NA Hussein Dey Volleyball
- Full name: El Nasria
- Founded: 1947
- Chairman: Kadri Boubekeur
- Manager: Algeria
- League: Algerian Men's Volleyball League

Uniforms
| Home | Away |

= NA Hussein Dey (volleyball) =

NA Hussein Dey Volleyball (نصر أتلتيك حسين داي لكرة الطائرة) is a professional Volleyball team based in Hussein Dey, Algeria. It plays in Algerian Men's Volleyball League. The team won the 1990 African Clubs Championship title.
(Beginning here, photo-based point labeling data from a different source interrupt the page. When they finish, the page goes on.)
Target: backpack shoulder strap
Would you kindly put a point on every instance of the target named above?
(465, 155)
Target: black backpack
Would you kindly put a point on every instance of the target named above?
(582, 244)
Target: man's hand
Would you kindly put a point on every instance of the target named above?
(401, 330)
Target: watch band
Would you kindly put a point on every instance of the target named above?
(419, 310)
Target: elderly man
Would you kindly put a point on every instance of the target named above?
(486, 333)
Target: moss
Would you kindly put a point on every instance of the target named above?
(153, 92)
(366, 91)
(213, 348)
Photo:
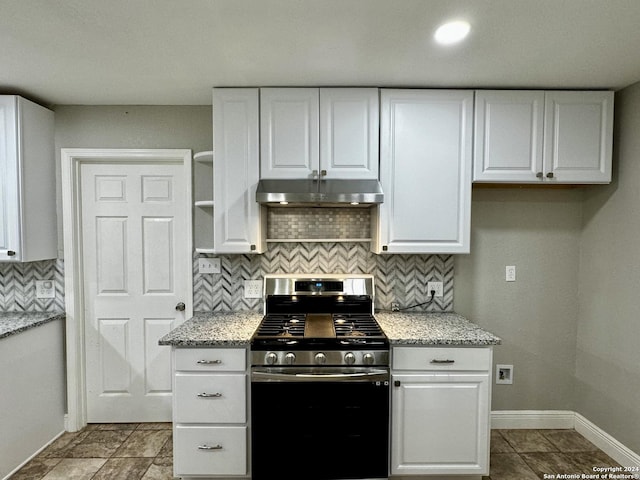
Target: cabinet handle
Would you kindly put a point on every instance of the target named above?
(209, 395)
(209, 362)
(210, 447)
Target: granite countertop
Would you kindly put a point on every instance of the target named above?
(12, 323)
(214, 329)
(433, 329)
(236, 328)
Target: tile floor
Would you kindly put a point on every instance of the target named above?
(144, 452)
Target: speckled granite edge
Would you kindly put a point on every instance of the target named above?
(214, 329)
(236, 328)
(12, 323)
(433, 329)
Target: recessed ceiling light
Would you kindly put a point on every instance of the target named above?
(452, 32)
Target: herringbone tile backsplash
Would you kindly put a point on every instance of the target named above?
(398, 278)
(18, 286)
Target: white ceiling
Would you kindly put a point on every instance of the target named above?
(171, 52)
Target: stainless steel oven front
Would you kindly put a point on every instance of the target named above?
(319, 423)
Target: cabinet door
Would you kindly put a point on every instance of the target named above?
(289, 132)
(9, 199)
(237, 217)
(425, 171)
(578, 136)
(349, 130)
(440, 424)
(508, 136)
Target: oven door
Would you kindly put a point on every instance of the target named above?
(319, 424)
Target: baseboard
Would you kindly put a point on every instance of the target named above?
(564, 419)
(542, 419)
(13, 472)
(609, 445)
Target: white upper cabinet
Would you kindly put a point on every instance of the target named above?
(237, 219)
(289, 132)
(425, 171)
(311, 132)
(508, 135)
(349, 129)
(535, 136)
(28, 225)
(578, 137)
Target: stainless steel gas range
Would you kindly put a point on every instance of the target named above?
(319, 380)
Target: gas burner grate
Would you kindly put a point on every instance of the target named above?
(282, 326)
(356, 325)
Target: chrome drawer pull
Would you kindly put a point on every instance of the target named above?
(209, 395)
(210, 447)
(209, 362)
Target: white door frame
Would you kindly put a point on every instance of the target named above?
(72, 160)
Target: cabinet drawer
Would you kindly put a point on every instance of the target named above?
(210, 450)
(438, 358)
(210, 359)
(216, 398)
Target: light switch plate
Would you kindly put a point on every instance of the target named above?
(208, 265)
(45, 289)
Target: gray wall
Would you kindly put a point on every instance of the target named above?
(608, 336)
(538, 231)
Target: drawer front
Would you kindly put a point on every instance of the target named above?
(211, 398)
(211, 359)
(210, 450)
(441, 358)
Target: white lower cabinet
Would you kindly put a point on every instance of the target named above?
(440, 411)
(210, 434)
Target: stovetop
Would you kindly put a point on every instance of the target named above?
(336, 330)
(319, 312)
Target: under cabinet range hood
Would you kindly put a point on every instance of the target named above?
(325, 192)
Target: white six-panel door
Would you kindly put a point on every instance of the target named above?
(134, 244)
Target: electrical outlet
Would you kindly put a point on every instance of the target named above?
(208, 265)
(45, 289)
(437, 286)
(504, 374)
(510, 273)
(253, 289)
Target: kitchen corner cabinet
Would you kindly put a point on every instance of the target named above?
(440, 410)
(28, 225)
(425, 171)
(326, 132)
(203, 205)
(238, 220)
(543, 136)
(210, 434)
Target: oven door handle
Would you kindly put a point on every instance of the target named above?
(373, 375)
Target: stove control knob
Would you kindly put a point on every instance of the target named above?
(368, 358)
(271, 358)
(349, 358)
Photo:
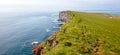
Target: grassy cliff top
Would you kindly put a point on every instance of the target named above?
(87, 34)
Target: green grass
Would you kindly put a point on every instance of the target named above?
(88, 34)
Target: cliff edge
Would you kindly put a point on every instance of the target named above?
(83, 34)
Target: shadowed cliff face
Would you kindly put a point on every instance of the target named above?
(64, 16)
(51, 42)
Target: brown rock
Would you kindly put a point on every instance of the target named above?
(38, 50)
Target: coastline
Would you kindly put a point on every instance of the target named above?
(64, 16)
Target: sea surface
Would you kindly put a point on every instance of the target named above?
(18, 31)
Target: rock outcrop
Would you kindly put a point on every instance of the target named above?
(64, 16)
(51, 41)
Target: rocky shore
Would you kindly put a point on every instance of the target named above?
(51, 41)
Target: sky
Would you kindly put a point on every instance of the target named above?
(57, 5)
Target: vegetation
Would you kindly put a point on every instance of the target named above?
(87, 34)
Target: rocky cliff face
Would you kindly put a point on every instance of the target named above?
(64, 16)
(51, 42)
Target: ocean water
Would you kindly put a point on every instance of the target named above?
(18, 32)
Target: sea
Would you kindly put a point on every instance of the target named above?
(18, 31)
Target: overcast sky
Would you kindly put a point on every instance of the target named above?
(58, 5)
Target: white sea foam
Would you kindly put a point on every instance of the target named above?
(47, 30)
(34, 42)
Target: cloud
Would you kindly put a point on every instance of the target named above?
(56, 5)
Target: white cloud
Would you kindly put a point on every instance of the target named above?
(54, 5)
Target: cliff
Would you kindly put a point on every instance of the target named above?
(64, 16)
(51, 41)
(83, 34)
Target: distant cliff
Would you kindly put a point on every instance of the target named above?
(83, 34)
(51, 41)
(64, 16)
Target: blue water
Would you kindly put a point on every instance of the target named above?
(18, 32)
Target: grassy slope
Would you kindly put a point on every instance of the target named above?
(86, 32)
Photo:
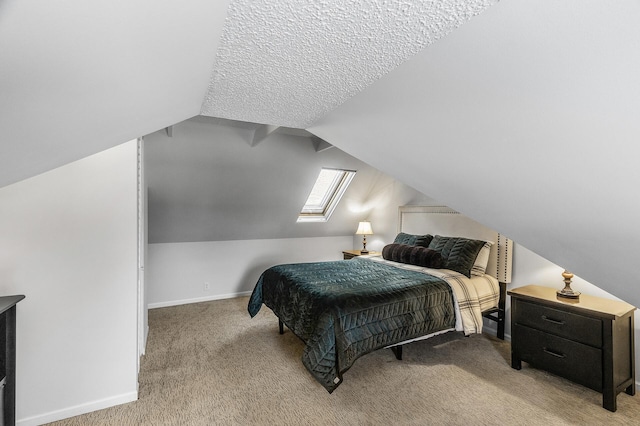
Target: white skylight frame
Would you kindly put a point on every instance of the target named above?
(325, 195)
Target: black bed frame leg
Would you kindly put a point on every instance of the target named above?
(397, 351)
(502, 310)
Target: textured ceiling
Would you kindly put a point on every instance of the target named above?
(288, 63)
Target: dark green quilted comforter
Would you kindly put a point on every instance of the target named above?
(348, 308)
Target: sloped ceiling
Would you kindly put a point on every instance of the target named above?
(526, 119)
(290, 62)
(522, 115)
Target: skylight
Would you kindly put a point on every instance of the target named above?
(325, 194)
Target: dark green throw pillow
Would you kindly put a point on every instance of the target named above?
(459, 254)
(413, 255)
(413, 240)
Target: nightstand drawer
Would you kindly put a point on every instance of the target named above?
(561, 323)
(574, 361)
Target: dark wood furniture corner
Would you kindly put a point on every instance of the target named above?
(350, 254)
(8, 356)
(589, 341)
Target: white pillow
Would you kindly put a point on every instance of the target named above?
(480, 265)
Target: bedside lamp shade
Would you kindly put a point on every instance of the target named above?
(364, 229)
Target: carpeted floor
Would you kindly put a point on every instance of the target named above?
(211, 364)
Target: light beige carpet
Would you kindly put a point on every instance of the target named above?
(211, 364)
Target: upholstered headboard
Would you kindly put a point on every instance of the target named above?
(448, 222)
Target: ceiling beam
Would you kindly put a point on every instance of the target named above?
(320, 144)
(262, 132)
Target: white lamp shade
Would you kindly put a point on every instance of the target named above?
(364, 228)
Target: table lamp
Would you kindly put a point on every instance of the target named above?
(364, 229)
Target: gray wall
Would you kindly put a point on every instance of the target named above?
(207, 183)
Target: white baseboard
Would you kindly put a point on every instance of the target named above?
(66, 413)
(198, 299)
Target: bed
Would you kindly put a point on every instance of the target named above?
(443, 272)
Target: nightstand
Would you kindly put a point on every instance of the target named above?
(588, 341)
(350, 254)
The club was founded in 1947.

== Honors ==

===National Men's Achievements===
- Algerian Championship :
 Winners (14 titles) : (1971, 1972, 1973, 1974, 1975, 1976, 1977, 1978, 1983, 1984, 1988, 1992, 1993, 1996)

- Algerian Cup :
 Winners (11 titles) : (1970, 1971, 1972, 1974, 1975, 1976, 1977, 1980, 1986, 1987, 1993)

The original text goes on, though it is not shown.